Peter was hit by seven shots. Both knees were shot through, his left shin was shot twice, his left foot and his arm were lightly wounded, and the most serious wound was in the pelvic area. After surgery in the hospital, he woke up next to two other seriously wounded young men – Miroslav Bernard, only fourteen years old, whose lungs, knee, and arm had been shot through, and tricep shot off, by Soviet soldiers. The other was a nineteen-year-old Slovak student, Jan Šoltys.

“He was pinned down by a tank in an arcade, his pelvis was crushed, his leg was broken, both collarbones were broken,”

says Petr Šída, who recovered from his severe injuries for over two years.

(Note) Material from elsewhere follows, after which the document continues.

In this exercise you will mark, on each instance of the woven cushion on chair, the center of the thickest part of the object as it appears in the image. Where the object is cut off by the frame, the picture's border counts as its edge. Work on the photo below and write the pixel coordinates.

He experienced a great disappointment in August 1969, when he wanted to commemorate the nine victims of the invasion of Liberec at the town hall. “I came running from the hospital. There was a big pile of flowers. The police surrounded the whole area and pushed people out. Then a tractor arrived and they piled the flowers on its flatbed.” The memory of the victims of the invasion was not to be commemorated for another 20 years.

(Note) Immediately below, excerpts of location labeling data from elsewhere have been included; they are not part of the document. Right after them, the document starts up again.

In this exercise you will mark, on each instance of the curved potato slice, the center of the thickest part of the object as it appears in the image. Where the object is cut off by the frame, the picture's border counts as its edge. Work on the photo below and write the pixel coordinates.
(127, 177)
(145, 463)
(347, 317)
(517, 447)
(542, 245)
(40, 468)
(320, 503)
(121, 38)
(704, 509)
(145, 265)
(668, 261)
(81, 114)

In the spring of 1968, people in Czechoslovakia were alive with hope. The communists had promised the abolition of censorship, the restoration of private farming, and much more. But the comrades in the Soviet Union were not pleased. The desire for freedom could infect other countries and peoples in the Eastern Bloc.

On the night of August 21st, the people of this country were awakened by the roar of planes and the rumble of tanks. The armies of the Soviet Union and other communist Warsaw Pact countries had invaded our country. Defenseless people ran into the streets, stood in the way of the tanks, tried to speak with the occupiers, threatened them with their fists. It was all in vain. Our People’s Democratic Army did not defend this country. The Soviets deported the leadership to Moscow and forced them to surrender. With the exception of Frantisek Kriegel, everyone – President Ludvík Svoboda, General Secretary of the Communist Party of Czechoslovakia Alexander Dubček, Prime Minister Oldřich Černík, and others – submitted. During those August days, the Soviets killed 137 people. Czechoslovakia became an occupied country for the next two decades.